Covered at every age
Life insurance is something that too many people set and forget. Or worse, don’t look at until they’re older. Some people think that the life insurance within their superannuation will be enough, when in fact it’s usually a bare minimum of cover that needs topping up. The truth is that, from the time you have your first proper job to the end of your life, you’ve got life insurance needs – and they change just as often as your lifestyle and personal proclivities.
Contrary to popular opinion, ‘life insurance’ isn’t just death cover – it also includes coverage for other major life changes. The four main categories are:
- Income protection: gives you a monthly benefit if you cannot work due to injury or illness
- Trauma: gives you a lump sum for an injury or illness
- TPD (total and permanent disability): a lump sum if you are permanently unable to work
- Death: a lump sum for death or certified terminal illness.
The bell curve of life insurance
It can help to think of your life insurance needs like a bell curve on a graph, with the level of coverage on the Y-axis, and age on the X. The reason your coverage needs are higher in the middle is that that’s when your debts and responsibilities are at their peak: think mortgage payments, dependent children etc. Life insurance is about making sure you have a large enough safety net – and the size of that net does vary.
Young and single
When you’ve just started your working life, and just moved out of home, you don’t have many responsibilities – except to yourself. This means you may only need a lower level of cover. But what would happen if you were, say, injured in a car crash and couldn’t do your job for months on end? Would you really want to have to move back in with your parents or deal with Centrelink – and would that be enough to cover your credit card bills, car loan, phone bill and other expenses? Income protection could be just what you need to preserve your newfound independence.
All coupled up
Whether you’re married or in a de facto relationship, it’s natural to want to look after your partner and maintain the lifestyle you enjoy together. Combining your finances and committing to expenses together means that if something were to happen to one of you, it would have a big impact on the other. This shared risk only grows with bigger financial commitments, such as mortgages and shared investments.
At this stage of life, it’s worth considering life insurance, income protection and trauma insurance. Each will give you a different way to hedge your bets and keep you moving towards your joint financial goals.
Starting a family
As any new parent will say, everything changes when you’ve got someone completely and totally reliant on you. The thought of not being able to give your child the best of everything is almost unbearable, which is why it’s worth rethinking your life insurance before your first child is even born.
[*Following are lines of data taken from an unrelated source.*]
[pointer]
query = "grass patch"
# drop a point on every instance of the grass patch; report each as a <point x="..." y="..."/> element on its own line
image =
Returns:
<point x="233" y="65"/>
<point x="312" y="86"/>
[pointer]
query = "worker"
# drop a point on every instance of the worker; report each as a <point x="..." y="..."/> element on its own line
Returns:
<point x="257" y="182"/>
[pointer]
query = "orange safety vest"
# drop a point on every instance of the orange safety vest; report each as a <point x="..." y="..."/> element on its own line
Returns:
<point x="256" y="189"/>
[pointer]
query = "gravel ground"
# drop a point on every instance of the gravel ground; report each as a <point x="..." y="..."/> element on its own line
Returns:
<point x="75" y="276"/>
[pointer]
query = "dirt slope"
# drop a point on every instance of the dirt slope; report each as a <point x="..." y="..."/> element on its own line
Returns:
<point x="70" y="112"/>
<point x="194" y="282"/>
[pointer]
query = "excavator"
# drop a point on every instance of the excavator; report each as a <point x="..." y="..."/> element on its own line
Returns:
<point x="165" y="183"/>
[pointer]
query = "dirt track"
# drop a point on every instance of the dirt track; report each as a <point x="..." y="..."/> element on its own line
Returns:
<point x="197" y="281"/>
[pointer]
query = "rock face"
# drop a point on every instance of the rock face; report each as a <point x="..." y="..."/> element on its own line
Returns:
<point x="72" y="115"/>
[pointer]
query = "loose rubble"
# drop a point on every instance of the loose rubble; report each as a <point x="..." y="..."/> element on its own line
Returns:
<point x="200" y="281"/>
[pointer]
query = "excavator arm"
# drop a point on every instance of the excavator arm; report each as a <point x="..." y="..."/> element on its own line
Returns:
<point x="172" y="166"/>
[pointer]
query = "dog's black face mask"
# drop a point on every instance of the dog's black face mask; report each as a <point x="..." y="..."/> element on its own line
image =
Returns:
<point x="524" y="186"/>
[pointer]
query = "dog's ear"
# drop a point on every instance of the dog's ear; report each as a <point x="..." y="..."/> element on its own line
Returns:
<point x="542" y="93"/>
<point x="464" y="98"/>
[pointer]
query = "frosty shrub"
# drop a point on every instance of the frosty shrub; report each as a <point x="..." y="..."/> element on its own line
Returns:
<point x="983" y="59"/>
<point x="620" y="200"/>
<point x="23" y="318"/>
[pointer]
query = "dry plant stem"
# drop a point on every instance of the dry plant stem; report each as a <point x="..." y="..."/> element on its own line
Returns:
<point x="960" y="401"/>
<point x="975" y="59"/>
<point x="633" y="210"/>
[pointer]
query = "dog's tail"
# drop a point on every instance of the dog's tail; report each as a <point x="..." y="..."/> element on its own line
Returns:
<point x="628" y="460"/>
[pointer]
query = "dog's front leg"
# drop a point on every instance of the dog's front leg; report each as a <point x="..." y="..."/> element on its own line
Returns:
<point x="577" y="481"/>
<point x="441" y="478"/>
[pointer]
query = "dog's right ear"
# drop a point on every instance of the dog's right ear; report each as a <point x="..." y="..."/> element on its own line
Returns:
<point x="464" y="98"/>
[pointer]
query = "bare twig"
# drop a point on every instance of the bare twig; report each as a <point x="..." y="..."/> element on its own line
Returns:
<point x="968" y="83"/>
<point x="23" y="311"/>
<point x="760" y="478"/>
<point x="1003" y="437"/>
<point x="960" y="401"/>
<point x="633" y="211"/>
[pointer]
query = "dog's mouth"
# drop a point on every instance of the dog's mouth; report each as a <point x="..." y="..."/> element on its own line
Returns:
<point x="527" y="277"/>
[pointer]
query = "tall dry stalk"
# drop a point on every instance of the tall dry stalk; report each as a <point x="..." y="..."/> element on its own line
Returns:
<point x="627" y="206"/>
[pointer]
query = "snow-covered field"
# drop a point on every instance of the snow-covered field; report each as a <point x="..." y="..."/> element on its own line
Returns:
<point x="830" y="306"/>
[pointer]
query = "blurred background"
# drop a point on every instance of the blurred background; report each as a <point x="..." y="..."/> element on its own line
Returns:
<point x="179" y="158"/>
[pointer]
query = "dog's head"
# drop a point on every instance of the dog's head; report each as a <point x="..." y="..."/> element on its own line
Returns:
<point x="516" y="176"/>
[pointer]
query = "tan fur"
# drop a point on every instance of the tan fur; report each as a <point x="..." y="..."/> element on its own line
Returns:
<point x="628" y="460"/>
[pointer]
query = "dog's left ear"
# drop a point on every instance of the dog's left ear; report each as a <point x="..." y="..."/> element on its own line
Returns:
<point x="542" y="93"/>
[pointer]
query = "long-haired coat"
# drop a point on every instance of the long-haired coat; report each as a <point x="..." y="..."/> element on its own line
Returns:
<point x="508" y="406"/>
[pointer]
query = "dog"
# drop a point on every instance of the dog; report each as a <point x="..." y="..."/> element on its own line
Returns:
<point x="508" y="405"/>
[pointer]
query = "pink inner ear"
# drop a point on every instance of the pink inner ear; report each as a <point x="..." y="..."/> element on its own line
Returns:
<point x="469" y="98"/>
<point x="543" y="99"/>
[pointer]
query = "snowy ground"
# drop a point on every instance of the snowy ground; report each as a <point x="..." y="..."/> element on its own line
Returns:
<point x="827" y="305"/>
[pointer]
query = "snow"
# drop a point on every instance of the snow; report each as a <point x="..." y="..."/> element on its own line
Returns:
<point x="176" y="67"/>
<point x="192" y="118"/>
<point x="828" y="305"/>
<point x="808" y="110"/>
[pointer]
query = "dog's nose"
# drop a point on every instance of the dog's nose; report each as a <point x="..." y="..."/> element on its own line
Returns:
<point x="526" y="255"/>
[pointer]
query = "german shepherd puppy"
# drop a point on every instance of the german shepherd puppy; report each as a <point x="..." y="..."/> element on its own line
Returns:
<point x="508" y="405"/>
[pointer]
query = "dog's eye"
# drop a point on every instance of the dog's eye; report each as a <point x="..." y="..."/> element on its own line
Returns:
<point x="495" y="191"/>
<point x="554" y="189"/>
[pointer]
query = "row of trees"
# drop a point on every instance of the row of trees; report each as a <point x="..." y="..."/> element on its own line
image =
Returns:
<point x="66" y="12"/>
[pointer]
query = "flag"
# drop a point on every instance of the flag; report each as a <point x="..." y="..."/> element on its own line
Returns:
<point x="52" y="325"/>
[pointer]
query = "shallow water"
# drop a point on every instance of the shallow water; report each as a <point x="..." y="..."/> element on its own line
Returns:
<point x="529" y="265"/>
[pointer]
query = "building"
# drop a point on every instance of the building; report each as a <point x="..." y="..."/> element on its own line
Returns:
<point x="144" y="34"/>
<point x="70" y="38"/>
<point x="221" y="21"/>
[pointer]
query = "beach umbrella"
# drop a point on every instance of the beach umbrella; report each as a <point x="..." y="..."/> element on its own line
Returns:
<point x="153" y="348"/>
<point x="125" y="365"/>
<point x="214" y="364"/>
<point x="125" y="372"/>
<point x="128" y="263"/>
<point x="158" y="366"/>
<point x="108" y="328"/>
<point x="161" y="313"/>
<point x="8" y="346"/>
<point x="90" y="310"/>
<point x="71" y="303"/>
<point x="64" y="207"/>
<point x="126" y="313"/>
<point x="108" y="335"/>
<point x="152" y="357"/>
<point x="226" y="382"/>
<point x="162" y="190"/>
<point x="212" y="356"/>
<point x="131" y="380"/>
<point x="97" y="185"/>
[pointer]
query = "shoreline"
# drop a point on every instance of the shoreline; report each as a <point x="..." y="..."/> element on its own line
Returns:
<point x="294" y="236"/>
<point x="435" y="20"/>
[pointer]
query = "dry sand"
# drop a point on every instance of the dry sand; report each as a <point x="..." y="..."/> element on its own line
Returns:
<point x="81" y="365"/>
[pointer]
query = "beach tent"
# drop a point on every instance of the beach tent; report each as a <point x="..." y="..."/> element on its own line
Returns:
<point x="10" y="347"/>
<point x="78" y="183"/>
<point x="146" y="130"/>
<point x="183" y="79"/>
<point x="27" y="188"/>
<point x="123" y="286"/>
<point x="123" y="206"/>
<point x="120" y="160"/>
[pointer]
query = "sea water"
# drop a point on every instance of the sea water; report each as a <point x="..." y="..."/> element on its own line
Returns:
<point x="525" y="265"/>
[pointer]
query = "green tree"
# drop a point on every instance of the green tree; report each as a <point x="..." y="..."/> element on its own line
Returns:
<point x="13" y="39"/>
All four life insurance categories may be revisited at this stage – even if one partner is off work on extended parental leave. After all, it’s critical to consider the value of the work they do in running the house and looking after the kids – i.e. the price you’d pay to hire someone else to do the same.
An empty nest
When your kids are independent, you may be tempted to scale back your coverage. But instead, you could look at what you’re risking if your earning ability is compromised. Chances are that at this point in your life you’re at the peak of your earnings, you’ve got used to a certain lifestyle with more disposable income, and you may still have a mortgage. Would you want to have to give that up if your ability to work were compromised?
Enjoying retirement
When you’re no longer working, the function of your life insurance changes. It’s not about protecting your income so you can look after someone else – or even yourself. In fact, you’ve (probably) paid off your mortgage and set up an income source from super and/or investments. Life insurance at this stage is about leaving something for your loved ones when you die, or even just making sure your funeral is paid for.